Uno scambio di battute, un elicottero che precipita et voilà! Siete già pronti ad entrare nel vivo dell’azione mettendovi nei panni di Johnny Cage che dovrà farsi strada fino al Tempio del Cielo di Raiden per sconfiggere Shinnok.

Comincia così Mortal Kombat X, con gli avvenimenti consumatisi molti anni prima dove trovano spazio personaggi storici come il già citato Raiden, Scorpion, Sub-Zero, Sonya Blade e Jax. Pochi minuti per raccontarvi tutto quello che dovete sapere sul passato prima di catapultarvi nel presente, un presente che vede di nuovo Shinnok pronto a conquistare il Regno della Terra. Ad opporsi questa volta però troverà soprattutto i figli e i discepoli dei suoi vecchi nemici: Cassie Cage, Takeda Takahashi, Jacqui Briggs e Kung Jin.

Spazio quindi alle nuove generazioni e ai continui flashback che vi consentono di saperne di più su di loro, ma anche sui loro mentori e sui vostri avversari.
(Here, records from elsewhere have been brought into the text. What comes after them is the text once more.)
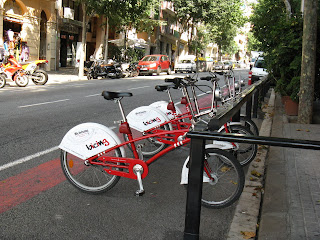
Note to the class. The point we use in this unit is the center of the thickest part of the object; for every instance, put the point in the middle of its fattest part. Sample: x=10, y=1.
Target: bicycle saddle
x=113, y=95
x=209, y=78
x=161, y=88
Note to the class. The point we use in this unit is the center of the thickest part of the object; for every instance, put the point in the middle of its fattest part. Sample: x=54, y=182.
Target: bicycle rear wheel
x=87, y=177
x=225, y=182
x=244, y=152
x=247, y=122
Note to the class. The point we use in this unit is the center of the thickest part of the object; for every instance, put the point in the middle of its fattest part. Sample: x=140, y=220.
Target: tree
x=221, y=17
x=308, y=62
x=281, y=41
La storia, divisa in 10 capitoli, si presenta quindi come un continuo salto nel tempo che vi permette di lottare con personaggi differenti esplorandone gli stili, i punti di forza e i limiti.

Il risultato è un single player solido, appassionante e divertente che ha come unico neo la longevità. Vi basteranno infatti 4-5 ore per concludere senza troppi intoppi la modalità Storia, cosa che vi lascerà un po’ con l’amaro in bocca anche se, lo confesso, aggiungere scontri e allungare la vicenda narrata da NetherRealm avrebbe facilmente reso il tutto un po’ troppo lento.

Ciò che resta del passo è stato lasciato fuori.